It's a hard life Wilbert has left his sons, but a life he would like to preserve. The BP work will dry up in time. He's not sure what comes next.
"I think we're in trouble," he says.
SET ADRIFT Wilbert Collins’s family has held fishing rights for the reefs in Caminada Bay since the 1930s, through five generations of oystermen. While the sign still stands outside the Collins Oyster Company property, he hasn’t been able to fish Caminada or any of the nearby lakes and bayous — where some of the most sought-after oysters are harvested — for two months. Collins’s boats are working for BP now, helping to clean up the spill.
'Apples in an orange market'
The oysters arrived in brown burlap sacks. Hundreds at a time, from the Collins clan and the Fox family and a handful of other trusted practitioners.
And here, in a spare, concrete room at the corner of Toulouse and North Rampart on the edge of the French Quarter, the shuckers of P&J Oyster Company went to work: splitting the mollusks, dropping the oysters into small metal buckets, and piling up the discarded shells in a daily monument to the bounty of the gulf.
P&J, the nation's oldest oyster distributor, has ceased its shucking operations and laid off two thirds of its 21 employees. An operation that was selling as many as 30,000 oysters a day a few months ago now ships out as few as 750.

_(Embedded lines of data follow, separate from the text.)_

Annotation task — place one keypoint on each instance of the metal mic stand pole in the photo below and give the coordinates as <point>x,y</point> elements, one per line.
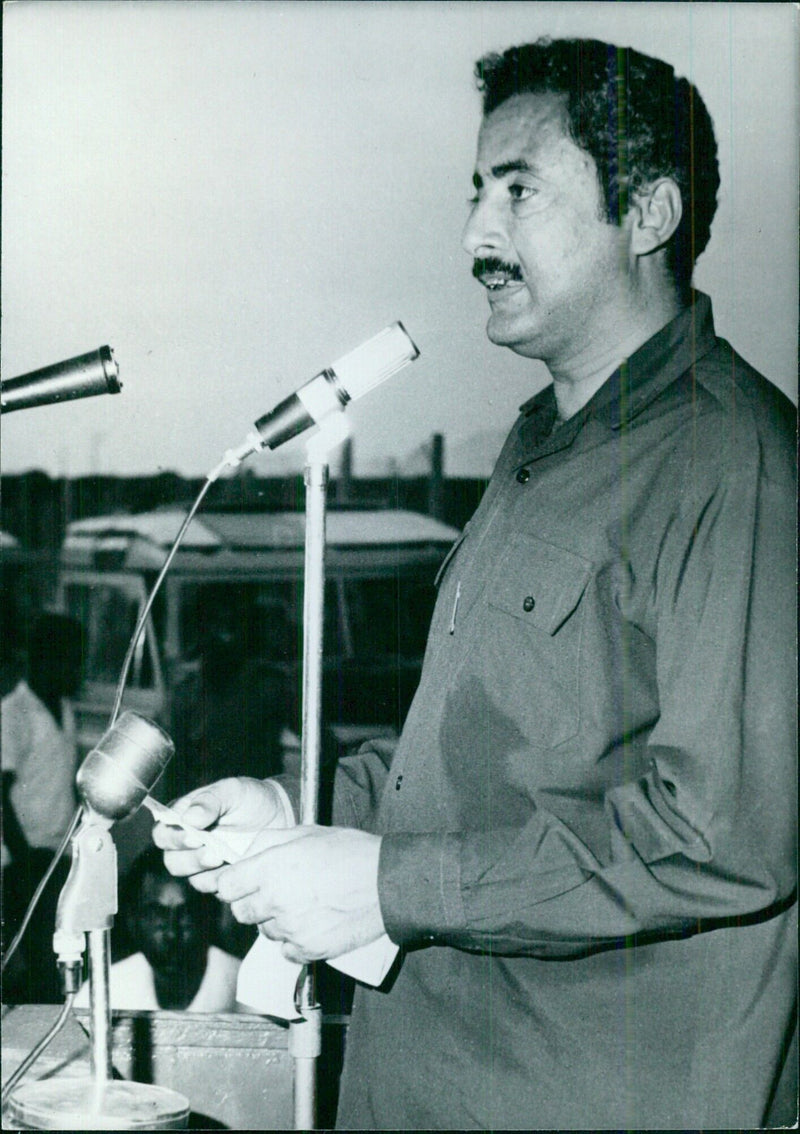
<point>305,1035</point>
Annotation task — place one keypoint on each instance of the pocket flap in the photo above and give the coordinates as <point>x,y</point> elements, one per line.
<point>538,582</point>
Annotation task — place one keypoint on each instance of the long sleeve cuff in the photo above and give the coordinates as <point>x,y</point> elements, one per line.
<point>419,886</point>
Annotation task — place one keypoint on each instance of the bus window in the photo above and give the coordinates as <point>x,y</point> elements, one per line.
<point>108,616</point>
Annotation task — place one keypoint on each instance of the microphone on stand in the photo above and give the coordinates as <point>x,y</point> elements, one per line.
<point>83,377</point>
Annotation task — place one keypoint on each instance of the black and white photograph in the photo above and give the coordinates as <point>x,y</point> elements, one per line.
<point>398,561</point>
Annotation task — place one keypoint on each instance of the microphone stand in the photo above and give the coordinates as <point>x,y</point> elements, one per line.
<point>305,1034</point>
<point>86,908</point>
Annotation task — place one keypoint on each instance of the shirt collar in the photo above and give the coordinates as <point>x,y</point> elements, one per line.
<point>642,378</point>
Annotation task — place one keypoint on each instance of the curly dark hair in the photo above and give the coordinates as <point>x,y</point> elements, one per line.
<point>637,119</point>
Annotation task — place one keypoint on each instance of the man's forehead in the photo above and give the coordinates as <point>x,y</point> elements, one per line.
<point>520,128</point>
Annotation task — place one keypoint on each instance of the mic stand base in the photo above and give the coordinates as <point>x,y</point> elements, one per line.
<point>77,1105</point>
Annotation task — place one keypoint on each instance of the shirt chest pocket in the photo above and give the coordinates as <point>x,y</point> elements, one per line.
<point>539,583</point>
<point>535,632</point>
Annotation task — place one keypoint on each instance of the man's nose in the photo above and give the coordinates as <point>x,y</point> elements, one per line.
<point>485,231</point>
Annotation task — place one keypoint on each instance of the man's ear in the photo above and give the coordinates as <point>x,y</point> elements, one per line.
<point>655,213</point>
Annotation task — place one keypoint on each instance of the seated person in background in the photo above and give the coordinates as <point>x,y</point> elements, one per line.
<point>38,751</point>
<point>168,924</point>
<point>40,667</point>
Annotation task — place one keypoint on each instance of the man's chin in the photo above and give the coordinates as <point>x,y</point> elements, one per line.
<point>507,332</point>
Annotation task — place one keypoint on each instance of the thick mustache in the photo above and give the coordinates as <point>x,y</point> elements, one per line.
<point>491,265</point>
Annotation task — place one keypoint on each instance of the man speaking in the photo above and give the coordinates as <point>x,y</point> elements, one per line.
<point>584,838</point>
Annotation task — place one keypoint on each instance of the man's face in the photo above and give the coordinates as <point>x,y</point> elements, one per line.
<point>556,272</point>
<point>166,923</point>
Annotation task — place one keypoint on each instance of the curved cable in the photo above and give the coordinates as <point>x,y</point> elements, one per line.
<point>117,703</point>
<point>40,889</point>
<point>151,598</point>
<point>44,1042</point>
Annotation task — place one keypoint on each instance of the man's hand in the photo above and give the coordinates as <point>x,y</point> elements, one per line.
<point>312,888</point>
<point>236,809</point>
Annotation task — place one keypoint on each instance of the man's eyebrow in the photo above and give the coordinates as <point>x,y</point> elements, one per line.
<point>506,167</point>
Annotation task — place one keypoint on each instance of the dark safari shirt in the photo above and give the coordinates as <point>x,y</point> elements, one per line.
<point>589,820</point>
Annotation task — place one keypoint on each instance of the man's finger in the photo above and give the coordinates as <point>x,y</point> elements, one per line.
<point>185,862</point>
<point>244,878</point>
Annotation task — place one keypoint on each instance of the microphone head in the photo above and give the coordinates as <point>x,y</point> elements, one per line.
<point>125,766</point>
<point>375,361</point>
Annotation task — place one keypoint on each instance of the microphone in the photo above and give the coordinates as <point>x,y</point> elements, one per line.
<point>83,377</point>
<point>346,380</point>
<point>120,771</point>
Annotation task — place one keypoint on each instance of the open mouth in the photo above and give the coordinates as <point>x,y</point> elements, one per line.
<point>497,282</point>
<point>495,274</point>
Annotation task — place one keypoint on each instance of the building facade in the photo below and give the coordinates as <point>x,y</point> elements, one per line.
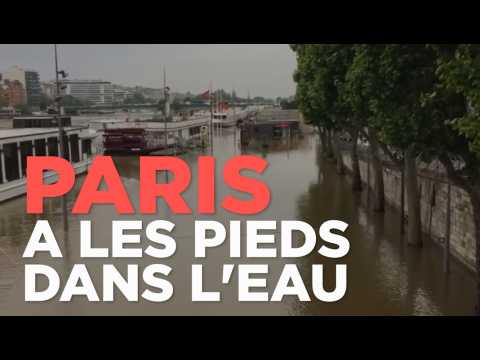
<point>13,93</point>
<point>96,92</point>
<point>30,82</point>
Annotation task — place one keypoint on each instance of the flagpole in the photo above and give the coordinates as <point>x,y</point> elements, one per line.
<point>211,119</point>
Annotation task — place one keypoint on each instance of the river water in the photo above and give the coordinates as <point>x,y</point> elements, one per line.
<point>385,277</point>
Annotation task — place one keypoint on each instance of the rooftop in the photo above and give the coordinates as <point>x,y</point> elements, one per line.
<point>18,133</point>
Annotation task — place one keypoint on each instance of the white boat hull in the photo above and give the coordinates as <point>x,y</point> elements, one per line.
<point>18,188</point>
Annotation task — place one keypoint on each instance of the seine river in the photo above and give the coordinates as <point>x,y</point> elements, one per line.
<point>385,277</point>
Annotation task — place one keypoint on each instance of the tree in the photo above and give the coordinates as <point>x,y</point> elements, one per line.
<point>459,73</point>
<point>359,90</point>
<point>321,77</point>
<point>403,76</point>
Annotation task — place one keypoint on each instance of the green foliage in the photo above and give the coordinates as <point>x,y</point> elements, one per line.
<point>459,71</point>
<point>320,79</point>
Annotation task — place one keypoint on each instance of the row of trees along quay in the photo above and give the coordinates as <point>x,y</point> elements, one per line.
<point>411,103</point>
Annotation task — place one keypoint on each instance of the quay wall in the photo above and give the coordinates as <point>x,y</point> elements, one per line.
<point>434,197</point>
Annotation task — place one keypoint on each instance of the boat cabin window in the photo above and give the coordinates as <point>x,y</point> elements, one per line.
<point>52,144</point>
<point>75,156</point>
<point>40,147</point>
<point>11,161</point>
<point>87,147</point>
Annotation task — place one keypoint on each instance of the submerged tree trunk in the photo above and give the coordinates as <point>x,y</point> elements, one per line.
<point>338,154</point>
<point>356,178</point>
<point>414,231</point>
<point>379,188</point>
<point>323,140</point>
<point>330,154</point>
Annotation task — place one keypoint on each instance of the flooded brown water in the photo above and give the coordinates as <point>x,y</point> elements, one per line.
<point>385,277</point>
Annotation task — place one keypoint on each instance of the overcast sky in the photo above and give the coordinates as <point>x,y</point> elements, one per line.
<point>264,69</point>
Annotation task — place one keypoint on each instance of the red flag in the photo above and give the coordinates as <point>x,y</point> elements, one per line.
<point>205,95</point>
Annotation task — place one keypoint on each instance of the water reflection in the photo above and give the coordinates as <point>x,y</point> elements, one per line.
<point>384,276</point>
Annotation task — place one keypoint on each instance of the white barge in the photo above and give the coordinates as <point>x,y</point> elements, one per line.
<point>17,144</point>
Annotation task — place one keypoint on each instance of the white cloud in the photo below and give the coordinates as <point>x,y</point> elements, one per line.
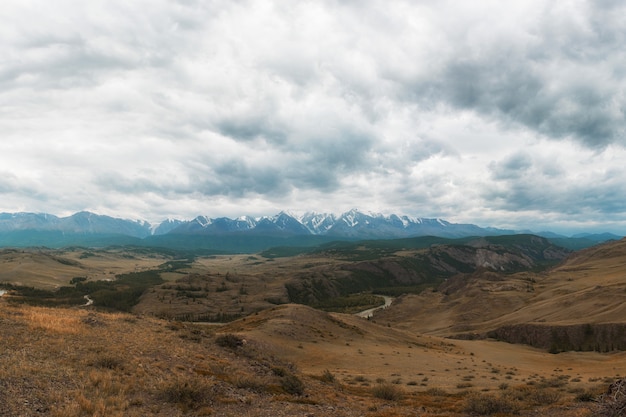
<point>488,112</point>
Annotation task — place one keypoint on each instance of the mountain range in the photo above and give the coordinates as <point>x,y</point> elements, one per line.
<point>241,234</point>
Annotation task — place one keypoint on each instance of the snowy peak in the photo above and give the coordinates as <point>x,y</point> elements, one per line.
<point>353,224</point>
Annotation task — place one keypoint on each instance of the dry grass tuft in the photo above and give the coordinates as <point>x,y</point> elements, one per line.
<point>486,404</point>
<point>53,320</point>
<point>387,391</point>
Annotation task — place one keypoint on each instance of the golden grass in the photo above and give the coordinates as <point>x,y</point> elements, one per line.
<point>54,320</point>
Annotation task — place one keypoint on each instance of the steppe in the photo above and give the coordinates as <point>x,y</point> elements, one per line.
<point>428,354</point>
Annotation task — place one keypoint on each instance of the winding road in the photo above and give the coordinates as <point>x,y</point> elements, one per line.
<point>370,311</point>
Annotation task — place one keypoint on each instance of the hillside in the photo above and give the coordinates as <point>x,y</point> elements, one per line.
<point>287,361</point>
<point>588,288</point>
<point>431,353</point>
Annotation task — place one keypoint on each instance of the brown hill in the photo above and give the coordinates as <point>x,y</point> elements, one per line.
<point>588,288</point>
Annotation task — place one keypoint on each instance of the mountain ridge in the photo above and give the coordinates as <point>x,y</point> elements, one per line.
<point>24,229</point>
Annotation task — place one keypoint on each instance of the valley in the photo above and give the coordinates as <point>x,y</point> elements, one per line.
<point>456,340</point>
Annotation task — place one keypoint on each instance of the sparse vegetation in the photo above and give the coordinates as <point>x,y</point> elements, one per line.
<point>388,391</point>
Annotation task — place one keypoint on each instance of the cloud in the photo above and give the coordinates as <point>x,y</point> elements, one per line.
<point>475,111</point>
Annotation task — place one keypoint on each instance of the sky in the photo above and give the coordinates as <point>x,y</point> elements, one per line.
<point>505,114</point>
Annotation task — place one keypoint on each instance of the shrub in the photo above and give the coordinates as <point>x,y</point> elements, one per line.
<point>229,340</point>
<point>387,391</point>
<point>484,404</point>
<point>328,377</point>
<point>108,362</point>
<point>613,402</point>
<point>292,384</point>
<point>187,393</point>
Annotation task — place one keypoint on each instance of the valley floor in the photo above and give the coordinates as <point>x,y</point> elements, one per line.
<point>286,361</point>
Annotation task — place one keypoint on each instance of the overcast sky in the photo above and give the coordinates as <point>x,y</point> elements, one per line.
<point>506,114</point>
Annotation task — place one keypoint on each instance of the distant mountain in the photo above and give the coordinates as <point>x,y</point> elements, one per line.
<point>79,223</point>
<point>244,233</point>
<point>350,225</point>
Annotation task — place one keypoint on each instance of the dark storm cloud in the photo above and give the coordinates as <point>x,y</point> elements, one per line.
<point>563,76</point>
<point>523,183</point>
<point>457,109</point>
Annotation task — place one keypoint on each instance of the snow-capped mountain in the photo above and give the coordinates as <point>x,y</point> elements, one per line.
<point>353,224</point>
<point>81,223</point>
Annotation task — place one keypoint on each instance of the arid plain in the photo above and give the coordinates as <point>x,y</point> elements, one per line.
<point>427,354</point>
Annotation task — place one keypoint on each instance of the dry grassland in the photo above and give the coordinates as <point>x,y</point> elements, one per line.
<point>292,361</point>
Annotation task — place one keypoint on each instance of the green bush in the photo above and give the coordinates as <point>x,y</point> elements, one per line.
<point>484,405</point>
<point>229,340</point>
<point>292,384</point>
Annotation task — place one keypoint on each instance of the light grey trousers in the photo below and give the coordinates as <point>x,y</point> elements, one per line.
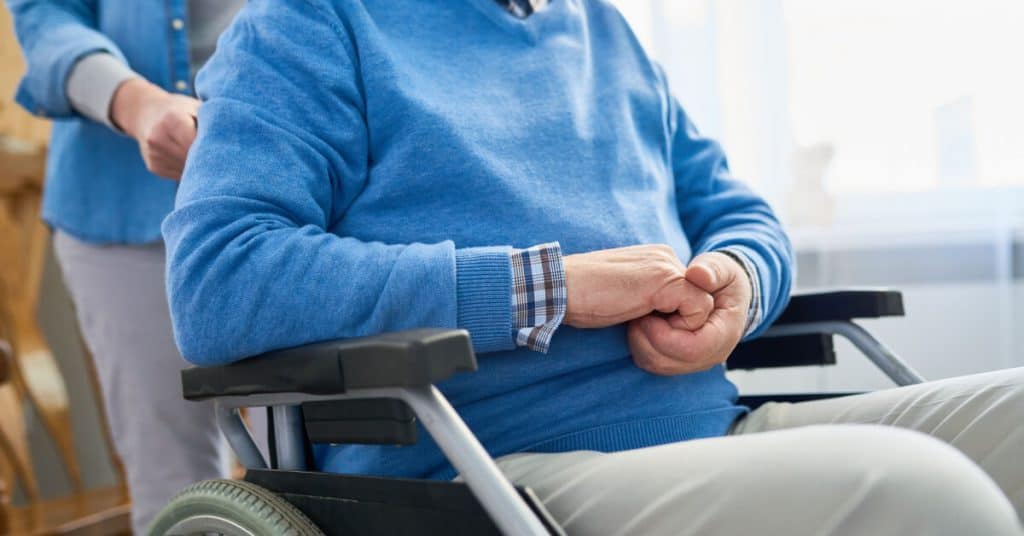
<point>165,442</point>
<point>939,458</point>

Alfred Sunseri, who owns the business with his brother Sal Jr., says he has begun importing West Coast oysters of late. But they're a bit alien, he suggests, in a city used to Louisiana's small, milky mollusks.
"It's selling apples in an orange market," he says, sitting in his office on a recent Thursday morning, a blue P&J shirt on his back and a graying goatee curled around his mouth.
That P&J would even attempt to sell an out-of-state oyster speaks volumes about the spill's disruption of the local food chain.
John Popich, a Croatian immigrant, founded the company in 1876 and since then, it has dealt exclusively in Louisiana oysters. P&J's product has figured in some of New Orleans most famous confections. There's oyster stew, and that Depression-era staple, the oyster po'-boy — the meat fried and buried in a crusty submarine roll with lettuce, tomato, and mayonnaise.
But Al gets most animated talking about the baked dishes: Oysters Rockefeller, Oysters Bienville, and Oysters Mosca — the latter stacked with garlic, bread crumbs, olive oil, parmesan, and squeezed lemon.
"I'm not sticking my chest out or anything," he says, "but New Orleans has really done a lot for cooking in the country. . . . And the oysters come from P&J."
Katrina ran roughshod over many of the oystermen who supplied the company. But Al, whose family has owned the business for three generations, says the hurricane prepared him, in an odd way, for the present calamity.
Before the storm he worked too much; felt too burdened by the family legacy. The trauma of Katrina helped nudge him away from the office and closer to home. And these days, he finds himself counseling his son Blake, 24, who recently took over as plant manager, to avoid undue stress from the spill.